Album more value than shock
Shock Value II, producer/rapper Timbaland’s newest album released in late 2009, shows his producing prowess with a 13-track release featuring contributing artists such as Justin Timberlake, Drake and Katy Perry.
The end result is an overall good album, despite some questionable collaboration choices.
This isn’t the first time Timbaland (real name Timothy Mosley) has collaborated with others. Along with 2007’s Timbaland Presents Shock Value, he has produced for artists such as Missy Elliot and Nelly Furtado. He was also part of a rap duo named Timbaland and Magoo.
One of the good points of the album is the production behind it. As Timbaland is a producer, that shouldn’t be surprising. What is surprising is the wide range of rhythms present.
For example, the song “Ease Off the Liquor” begins with a techno beat, moves into a small break in the middle of the song with a jungle beat and then transitions into a Latin vibe for the latter half of the song. It should be noted that this is the only song where no contributor was credited.
For the other songs on the album, the beats fit the style of the respective artist on the track.
Another good point is that the majority of the songs were up-tempo. With the exception of the last track, “Timothy Where You Been,” there are no slow songs on the album.
A negative issue with Shock Value II involves some of the collaborations that may have the listener ask why they’re on the album. As mentioned earlier, the songs fit the artists, and the concept works for their benefit, but it falls flat in some cases.
The songs “We Belong to the Music” with Miley Cyrus and “If We Ever Meet Again” with Katy Perry are prime examples of where it doesn’t work. The former has a pop beat in the song, and the latter contains a pop/rock hybrid beat. Their styles would work fine on their respective albums but feels out of place on something that primarily consists of bass heavy songs.
Another negative lies with the lyrical ability of Timbaland on this release. He doesn’t show the extent of his lyrical skill, except on the songs “Say Something” and “Timothy Where You Been.”

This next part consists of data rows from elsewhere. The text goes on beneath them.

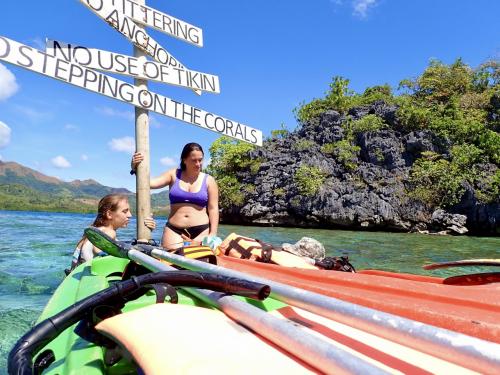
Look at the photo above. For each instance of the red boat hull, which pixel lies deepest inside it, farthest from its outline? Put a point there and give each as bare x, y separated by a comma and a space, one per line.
467, 307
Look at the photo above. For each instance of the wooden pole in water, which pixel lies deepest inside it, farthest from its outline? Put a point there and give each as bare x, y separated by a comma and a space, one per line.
143, 208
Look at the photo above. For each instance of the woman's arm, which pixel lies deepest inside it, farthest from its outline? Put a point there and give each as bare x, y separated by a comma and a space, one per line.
157, 182
165, 179
213, 205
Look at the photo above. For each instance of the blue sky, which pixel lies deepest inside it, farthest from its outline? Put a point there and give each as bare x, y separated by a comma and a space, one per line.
269, 56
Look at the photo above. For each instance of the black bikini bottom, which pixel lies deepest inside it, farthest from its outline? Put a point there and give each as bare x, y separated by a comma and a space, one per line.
191, 232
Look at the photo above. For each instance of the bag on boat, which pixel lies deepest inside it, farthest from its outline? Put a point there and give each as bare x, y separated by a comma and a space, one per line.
198, 252
237, 246
242, 247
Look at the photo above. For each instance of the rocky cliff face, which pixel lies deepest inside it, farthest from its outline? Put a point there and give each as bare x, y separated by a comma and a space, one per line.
373, 195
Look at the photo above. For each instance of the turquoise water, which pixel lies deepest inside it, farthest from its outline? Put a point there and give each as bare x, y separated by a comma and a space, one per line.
36, 247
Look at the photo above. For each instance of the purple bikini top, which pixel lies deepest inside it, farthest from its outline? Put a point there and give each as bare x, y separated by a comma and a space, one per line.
177, 195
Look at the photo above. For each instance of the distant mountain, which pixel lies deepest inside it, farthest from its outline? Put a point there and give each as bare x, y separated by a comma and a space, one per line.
23, 188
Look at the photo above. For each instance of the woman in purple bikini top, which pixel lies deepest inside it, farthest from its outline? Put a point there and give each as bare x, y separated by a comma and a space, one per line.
193, 215
177, 195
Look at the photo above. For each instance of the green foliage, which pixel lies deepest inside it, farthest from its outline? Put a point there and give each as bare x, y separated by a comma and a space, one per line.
440, 82
309, 179
339, 98
303, 144
229, 154
367, 123
376, 93
436, 182
23, 198
440, 182
328, 148
280, 133
279, 192
230, 191
490, 190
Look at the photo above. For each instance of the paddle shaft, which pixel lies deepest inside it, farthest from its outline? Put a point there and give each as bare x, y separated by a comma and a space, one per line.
311, 349
420, 336
464, 263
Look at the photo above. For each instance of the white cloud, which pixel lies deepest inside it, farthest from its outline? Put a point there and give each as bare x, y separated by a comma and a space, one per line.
168, 161
4, 135
60, 162
71, 127
125, 144
127, 115
361, 7
8, 84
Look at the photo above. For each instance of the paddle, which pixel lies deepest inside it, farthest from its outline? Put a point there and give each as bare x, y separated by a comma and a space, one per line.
424, 337
317, 352
463, 263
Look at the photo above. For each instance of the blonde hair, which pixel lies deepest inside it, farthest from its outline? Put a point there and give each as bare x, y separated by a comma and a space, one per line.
107, 203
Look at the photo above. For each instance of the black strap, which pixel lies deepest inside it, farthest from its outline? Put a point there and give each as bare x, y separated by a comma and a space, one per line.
233, 244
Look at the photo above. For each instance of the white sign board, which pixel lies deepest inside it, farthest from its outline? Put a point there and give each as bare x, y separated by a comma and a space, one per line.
135, 33
38, 61
132, 66
153, 18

Some songs that should be sampled before buying the album would be “Say Something” featuring Drake, “Morning After Dark” featuring Nelly Furtado and “Ease Off the Liquor.” These songs are the three strongest on Shock Value II and they provide a good feel for what the album has to offer. “Say Something” has the contributor that brings the most to the table, “Morning After Dark” is another collaboration between Timbaland and Furtado that is good but not as strong as their 2006 collaboration on the song “Promiscuous.” “Ease Off the Liquor” shows off what Timbaland can produce when he’s not fitting a beat to a particular artist.
Overall, Shock Value II is a strong album. Even with a lack of decent rhymes from Timbaland and some out-of-place artists and styles, the production and the high energy of the songs outweigh the negatives.